Trump, in a post on his Truth Social platform, slammed the ruling and said it means “a President will be afraid to act for fear of the opposite Party’s Vicious Retribution after leaving Office”.

“A President of the United States must have Full Immunity in order to properly function and do what has to be done for the good of our Country,” he said. “A Nation-destroying ruling like this cannot be allowed to stand.”

Trump cases thrust US Supreme Court into 2024 election fray

The appeals court put the immunity ruling on hold until Monday to give Trump the opportunity to appeal to the US Supreme Court, which can decide whether to take the case or allow the lower court’s ruling to stand.

Trump had been set to go on trial in Washington on March 4 on charges of conspiring to overturn the results of the 2020 election won by Democrat Joe Biden.

But District Judge Tanya Chutkan, who is presiding over the case, was forced to postpone it pending a ruling by the appeals court on the immunity claim, which she had rejected in December.

The three appellate court judges who heard Trump’s appeal last month were also unconvinced by his arguments.

“For the purpose of this criminal case, former president Trump has become citizen Trump, with all of the defences of any other criminal defendant,” they said.

“But any executive immunity that may have protected him while he served as president no longer protects him against this prosecution.”

The US Supreme Court in Washington.
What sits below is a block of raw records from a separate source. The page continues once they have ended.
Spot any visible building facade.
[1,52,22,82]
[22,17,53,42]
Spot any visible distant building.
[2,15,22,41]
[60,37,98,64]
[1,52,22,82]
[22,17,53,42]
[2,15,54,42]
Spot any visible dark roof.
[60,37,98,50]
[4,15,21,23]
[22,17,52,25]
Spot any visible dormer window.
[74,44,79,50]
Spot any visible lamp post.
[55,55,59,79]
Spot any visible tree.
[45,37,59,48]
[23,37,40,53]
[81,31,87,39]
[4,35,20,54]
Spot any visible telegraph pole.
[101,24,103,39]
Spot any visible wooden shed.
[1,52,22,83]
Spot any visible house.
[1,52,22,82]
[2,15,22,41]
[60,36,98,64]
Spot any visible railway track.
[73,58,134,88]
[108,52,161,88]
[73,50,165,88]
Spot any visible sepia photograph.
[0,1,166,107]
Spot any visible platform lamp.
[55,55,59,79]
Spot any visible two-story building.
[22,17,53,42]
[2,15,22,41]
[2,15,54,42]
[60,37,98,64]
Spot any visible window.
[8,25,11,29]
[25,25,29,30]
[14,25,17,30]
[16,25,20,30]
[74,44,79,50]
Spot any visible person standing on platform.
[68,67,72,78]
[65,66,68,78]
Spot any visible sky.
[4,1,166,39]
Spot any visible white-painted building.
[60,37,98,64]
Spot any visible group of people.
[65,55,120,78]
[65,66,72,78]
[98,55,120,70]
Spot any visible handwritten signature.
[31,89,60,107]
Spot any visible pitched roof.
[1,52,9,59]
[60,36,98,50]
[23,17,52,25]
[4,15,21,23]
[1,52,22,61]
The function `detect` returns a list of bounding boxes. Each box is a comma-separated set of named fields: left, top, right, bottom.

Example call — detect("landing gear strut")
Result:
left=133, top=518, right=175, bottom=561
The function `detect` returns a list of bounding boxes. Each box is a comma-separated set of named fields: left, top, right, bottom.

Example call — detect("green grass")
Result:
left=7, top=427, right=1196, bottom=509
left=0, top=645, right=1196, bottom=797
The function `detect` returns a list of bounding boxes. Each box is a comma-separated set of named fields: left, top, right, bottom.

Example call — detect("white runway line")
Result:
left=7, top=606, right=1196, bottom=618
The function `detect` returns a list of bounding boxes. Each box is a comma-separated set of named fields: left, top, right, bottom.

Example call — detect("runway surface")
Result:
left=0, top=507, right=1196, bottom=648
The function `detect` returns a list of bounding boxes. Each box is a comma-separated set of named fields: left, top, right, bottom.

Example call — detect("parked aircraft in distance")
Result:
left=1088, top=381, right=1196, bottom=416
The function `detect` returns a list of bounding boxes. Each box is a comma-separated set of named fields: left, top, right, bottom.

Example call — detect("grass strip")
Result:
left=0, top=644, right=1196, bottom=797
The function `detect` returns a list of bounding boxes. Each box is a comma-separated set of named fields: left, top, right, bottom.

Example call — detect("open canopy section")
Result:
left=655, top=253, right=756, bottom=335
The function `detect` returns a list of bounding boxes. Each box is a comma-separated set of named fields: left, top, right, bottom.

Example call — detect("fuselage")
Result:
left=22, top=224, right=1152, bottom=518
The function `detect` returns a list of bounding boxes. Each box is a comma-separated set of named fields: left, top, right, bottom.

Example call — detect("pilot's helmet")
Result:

Photo: AFP

Special Counsel Jack Smith filed the election conspiracy case against Trump in August and had been pushing hard for the March start date for his trial.

Lawyers for the former president have sought repeatedly to delay the trial until after the November presidential election, when Trump could potentially have all of the federal cases against him dropped if he wins the White House again.

Trump also faces 2020 election interference state charges in Georgia, and has been federally indicted in Florida for allegedly mishandling classified information.

He was impeached twice by the Democratically controlled House of Representatives while in office – once for inciting an insurrection – but acquitted both times by the Senate.

During arguments last month before the appeals court, Trump’s lawyer John Sauer claimed that a president can only be prosecuted for actions taken while in the White House if first impeached and convicted by Congress.

“To authorise the prosecution of a president for his official acts would open a Pandora’s Box from which this nation may never recover,” Sauer said.

The appeals court judges disagreed.

“Presidential immunity against federal indictment would mean that, as to the President, the Congress could not legislate, the Executive could not prosecute and the Judiciary could not review,” they wrote.

The Supreme Court is already scheduled to hear another important election-related case this week.

The Colorado Supreme Court barred Trump in December from appearing on the Republican presidential primary ballot in the state because of his role in the January 6, 2021 attack on the US Capitol by his supporters.

Trump appealed the Colorado ruling and the conservative-majority Supreme Court, which includes three justices appointed by the former president, is to hear oral arguments in the case on Thursday.